Wilkinson was a shabby little man with a pompous manner and a very large,
pale, and flabby nose. He experienced certain difficulties of discipline, of
which both he and Howat were well aware, but of which they both steadfastly
pretended not to be aware; the wastepaper-basket in his room was usually
sticky with the remains of half-sucked sweets which, from time to time, he
made his pupils disgorge. (Howat would never have known this but for a
complaint by the caretaker’s wife.) After spending a few perfunctory
moments in the senior room, Howat passed on to his daughter’s, and
here, indeed, his pleasure began. For he liked children, with an intensity
that was no affectation; he often thought: If I were not a parson I should
like most of all to be a schoolmaster. It was true enough, in a way, though,
on reflection, he recognised that he would never have made a very good
schoolmaster. He would always have shrunk from teaching the dull stuff that
had to be learnt. Besides, he had the most preposterous ideas about
education—preposterous, he was prepared to admit, from any normal
parent’s standpoint. As it was, he could put his theories into strictly
limited practice with the certainty that as soon as he was out of the school
the teacher would undo any harm he might have perpetrated.

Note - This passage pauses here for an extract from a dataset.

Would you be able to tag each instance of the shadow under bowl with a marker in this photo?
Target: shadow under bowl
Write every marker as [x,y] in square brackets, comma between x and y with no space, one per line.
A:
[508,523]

His daughter was pleased to let him take the class for a time, since it
gave her extra moments to work at her Latin verbs. He began by walking round
amongst the desks and observing what the children were doing; it was a
geography lesson, apparently, and most of them were laboriously copying a map
of Ireland out of ancient and very dirty text-books. He asked one boy why
they were doing this, but the boy said he did not know. Then he began to talk
to the boy, at first in an undertone, but later, without definitely realising
it, in a voice to which all the class soon came to listen. He asked if anyone
had ever been to Ireland; none had; then he asked if anyone had ever crossed
the sea in a ship. And from that he progressed to a general talk about
islands, and then islands very far away, and then uninhabited islands, and
soon he was off on one of those extraordinary impromptu stories which he
enjoyed just as much as did any of his listeners. This one was about two
small boys sailing across the sea in a small boat, and coming to a land where
nobody from England had ever been before. Howat then went to the blackboard,
wiped out a careful list of exports and imports which his daughter had drawn
up, and began to sketch a map of this strange land just as it came to the
knowledge of the two boys. First the vague outline of the shore in the
distance, then a narrow river inlet leading into the heart of dense jungle,
and so on. Mountains, lakes, and vast swamps all figured in the boys’

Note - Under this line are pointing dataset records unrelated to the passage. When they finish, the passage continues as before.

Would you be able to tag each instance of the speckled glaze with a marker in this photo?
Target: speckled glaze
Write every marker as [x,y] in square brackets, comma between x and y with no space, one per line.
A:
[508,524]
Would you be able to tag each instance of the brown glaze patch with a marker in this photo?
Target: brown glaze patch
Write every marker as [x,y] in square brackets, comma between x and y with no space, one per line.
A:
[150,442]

wanderings, and as each exciting adventure happened Howat marked it down on
the board. By the time that the young travellers had lost themselves in the
midst of a forest infested with giant spiders and boa- constrictors, the
whole class was in a ferment of excitement, as was Howat himself; for half an
hour during that November afternoon Browdley did not exist for some four
dozen of its inhabitants; the fog and the cotton-mill across the road were
lost behind a blaze of tropic sunshine. When at last the school-bell rang,
Howat stopped as one disturbed suddenly from a dream; he seemed to recollect
himself and added, in an ordinary voice: “Well, boys and girls,
that’s all to-day, I think. Perhaps I’ll tell you more about what
happened to the two boys some other time. I hope you know now something about
maps, anyhow.” But it was a lame excuse; he didn’t particularly
hope they did, or care whether they did or not; his aim had been
different—something not very easy to put into words—something,
indeed, which he was never quite sure of understanding himself.